# D.C. Properties - Condition Prediction

This notebook loads a subset of the DC Properties dataset to build an classification model that would predict the condition of a building. The columns on the data are:

 * **NUM_UNITS** - Number of Units
 * **ROOMS** - Number of Rooms
 * **BEDRM** - Number of Bedrooms
 * **BATHRM** - Number of Full Bathrooms
 * **HF_BATHRM** - Number of Half Bathrooms (no bathtub or shower)
 * **KITCHENS** - Number of kitchens
 * **STORIES** - Number of stories in primary dwelling
 * **HEAT** - Heating
 * **AC** - Cooling
 * **FIREPLACES** - Number of fireplaces
 * **ROOF** - Roof type
 * **EXTWALL** - Exterior wall
 * **AYB** - The earliest time the main portion of the building was built
 * **EYB** - The year an improvement was built more recent than actual year built
 * **YR_SALE** - Date of most recent sale
 * **CNDTN** - Condition
 * **GBA** - Gross building area in square feet
 * **LANDAREA** - Land area of property in square feet
 * **WARD** - Ward (District is divided into eight wards, each with approximately 75,000 residents)
 * **PRICE** - Price of most recent sale

## Imports and Config setting

In [None]:
import pandas as pd
import numpy as np
import seaborn as sns
import matplotlib.pyplot as plt
import math

In [None]:
pd.set_option('display.max_columns', None)

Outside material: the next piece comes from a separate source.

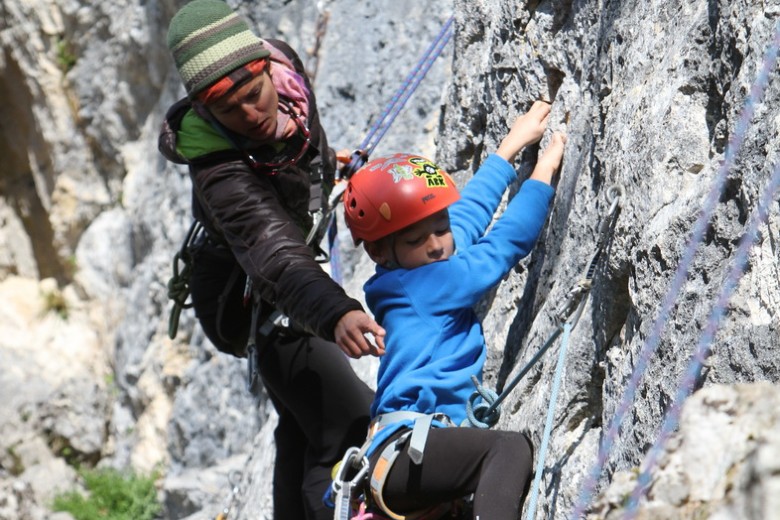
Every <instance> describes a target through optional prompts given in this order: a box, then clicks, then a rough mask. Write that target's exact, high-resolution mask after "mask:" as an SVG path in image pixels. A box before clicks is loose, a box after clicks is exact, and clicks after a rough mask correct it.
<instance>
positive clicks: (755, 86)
mask: <svg viewBox="0 0 780 520" xmlns="http://www.w3.org/2000/svg"><path fill="white" fill-rule="evenodd" d="M779 50H780V22H778V23H777V24H776V25H775V32H774V37H773V40H772V43H771V44H770V45H769V46H768V48H767V51H766V53H765V55H764V61H763V64H762V67H761V69H760V70H759V73H758V76H757V78H756V81H755V83H754V84H753V86H752V87H751V89H750V95H749V96H748V98H747V99H746V100H745V105H744V107H743V108H742V111H741V113H740V115H739V119H738V121H737V125H736V127H735V130H734V133H733V135H732V137H731V140H730V141H729V144H728V147H727V148H726V152H725V154H724V160H723V162H722V163H721V165H720V167H719V169H718V173H717V175H716V177H715V180H714V182H713V185H712V188H711V189H710V192H709V193H708V195H707V198H706V199H705V202H704V206H703V208H702V211H701V213H700V214H699V217H698V219H697V220H696V223H695V224H694V229H693V232H692V234H691V238H690V240H689V242H688V245H687V247H686V249H685V251H684V252H683V255H682V259H681V260H680V263H679V265H678V266H677V270H676V272H675V274H674V278H673V280H672V282H671V284H670V286H669V290H668V291H667V293H666V296H665V297H664V300H663V303H662V305H661V309H660V311H659V313H658V317H657V318H656V320H655V322H654V323H653V326H652V328H651V332H650V334H649V336H648V337H647V340H646V341H645V343H644V344H643V345H642V348H641V350H640V352H639V354H638V357H637V362H636V364H635V365H634V370H633V371H632V373H631V379H630V380H629V382H628V384H627V385H626V389H625V390H624V392H623V396H622V398H621V400H620V403H619V404H618V406H617V408H616V411H615V415H614V416H613V418H612V420H611V421H610V423H609V426H608V428H607V429H606V433H605V434H604V435H603V437H602V440H601V444H600V446H599V451H598V455H597V457H596V461H595V462H594V464H593V466H592V467H591V470H590V471H589V473H588V474H587V476H586V478H585V480H584V482H583V485H582V488H581V490H580V494H579V497H578V499H577V501H576V503H575V506H574V511H573V513H572V517H573V518H575V519H579V518H582V517H583V516H584V514H585V509H586V507H587V506H588V504H589V503H590V501H591V498H592V496H593V493H594V491H595V489H596V486H597V484H598V480H599V476H600V475H601V472H602V470H603V468H604V466H605V465H606V462H607V457H608V455H609V453H610V452H611V451H612V446H613V445H614V443H615V441H616V440H617V437H618V435H619V433H620V427H621V425H622V424H623V420H624V418H625V416H626V414H628V412H629V410H630V408H631V404H632V403H633V401H634V396H635V395H636V392H637V390H638V388H639V384H640V382H641V380H642V376H643V375H644V373H645V372H646V370H647V368H648V365H649V363H650V358H651V357H652V356H653V354H654V353H655V351H656V350H657V348H658V345H659V342H660V338H661V333H662V331H663V328H664V325H665V324H666V322H667V321H668V319H669V314H670V313H671V310H672V308H673V307H674V305H675V303H676V302H677V297H678V295H679V294H680V292H681V290H682V287H683V284H684V283H685V281H686V279H687V277H688V271H689V270H690V267H691V264H692V263H693V258H694V256H695V255H696V252H697V250H698V248H699V245H700V244H701V242H702V241H703V240H704V236H705V233H706V231H707V229H708V227H709V222H710V220H711V218H712V215H713V213H714V211H715V207H716V206H717V204H718V202H719V200H720V197H721V193H722V192H723V189H724V187H725V184H726V180H727V178H728V173H729V171H730V170H731V168H732V167H733V165H734V159H735V157H736V156H737V154H738V153H739V150H740V148H741V146H742V143H743V141H744V138H745V134H746V132H747V129H748V127H749V126H750V122H751V120H752V119H753V114H754V112H755V106H756V105H757V104H758V103H760V102H761V99H762V98H763V96H764V92H765V90H766V86H767V84H768V82H769V76H770V74H771V73H772V72H773V70H774V67H775V63H776V61H777V56H778V51H779Z"/></svg>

## Data loading and Selection

Define a series of parameters that will be used in the notebook

In [None]:
# Params
input_data_path = '2_dc_properties_processed_zipped.csv'
numerical_cols = ['NUM_UNITS', 'ROOMS', 'BEDRM', 'BATHRM', 'HF_BATHRM', 'KITCHENS',
                   'STORIES', 'FIREPLACES', 'AYB', 'EYB', 'GBA', 'LANDAREA', 'X', 'Y', 'PRICE', 'YR_SALE']
categorical_cols = ['HEAT', 'AC', 'ROOF', 'EXTWALL', 'CNDTN', 'WARD']

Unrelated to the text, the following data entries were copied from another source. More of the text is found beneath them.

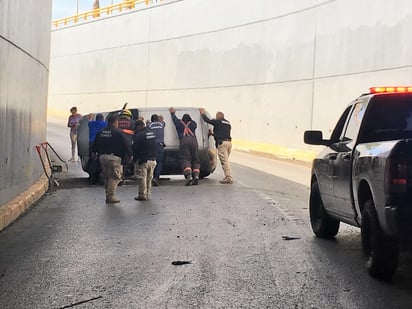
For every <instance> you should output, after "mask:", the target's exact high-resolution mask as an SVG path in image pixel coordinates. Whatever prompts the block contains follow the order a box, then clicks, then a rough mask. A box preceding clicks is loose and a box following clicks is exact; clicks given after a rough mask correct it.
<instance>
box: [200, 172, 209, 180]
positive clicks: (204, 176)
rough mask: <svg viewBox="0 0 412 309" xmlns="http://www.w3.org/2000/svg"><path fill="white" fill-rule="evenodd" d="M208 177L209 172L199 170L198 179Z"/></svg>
mask: <svg viewBox="0 0 412 309" xmlns="http://www.w3.org/2000/svg"><path fill="white" fill-rule="evenodd" d="M209 175H210V172H209V171H202V170H200V175H199V177H200V179H203V178H206V177H207V176H209Z"/></svg>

Load the data and give a preview of it

In [None]:
# Load the data and preview it


## Split data

It is very important how the data for training and testing purposes is selected. In this case, we want to keep things simple and we want to 2/3 for training and 1/3 for testing. How would you do it?

In [None]:
# Split data to train and test


In [None]:
# Preview the training features


In [None]:
# Preview the training labels


In [None]:
# Preview the test features


In [None]:
# Preview the test labels


## Fix nulls

Our data still has a vew nulls, let's take a look at those and see what we can do about it.

In [None]:
# Check the number of nulls


There are multiple ways to fix missing data, here we want to keep things simple so we will use their mean values.

In [None]:
# Impute the YR_SALE and PRICE missing values with their means in the train data


In [None]:
# Impute the YR_SALE and PRICE missing values with their means in the test data


## Encode categorical variables

There are two main ways to encode categorical values in your data. Either you can use a One Hot Encoder or a Labeling Encoding. Let's go ahead and decide which strategy we want to use and transform the categorical variables to a numeric value

### One Hot Encoder

In [None]:
# One hot encoding of the training data


In [None]:
# One hot encoding of the test data


### Ordinal encoding

In [None]:
# Ordinal encoding of the training data


In [None]:
# Ordinal encoding of the test data


## Train model

There are countless training algorithms that we could use. Let's take a second to think which one/s would you think would be a good fit for this case and why. 

In [None]:
# Train a simple model


## Test model

In order to evaluate the performance of the model we want to obtain the predictions on the unseen data (test set).

In [None]:
# Predict the labels on the test set


## Evaluate model

Finally, we can get the performance of the model using the predictions and the real labels of the test set

In [None]:
# Find the classification metrics on the test set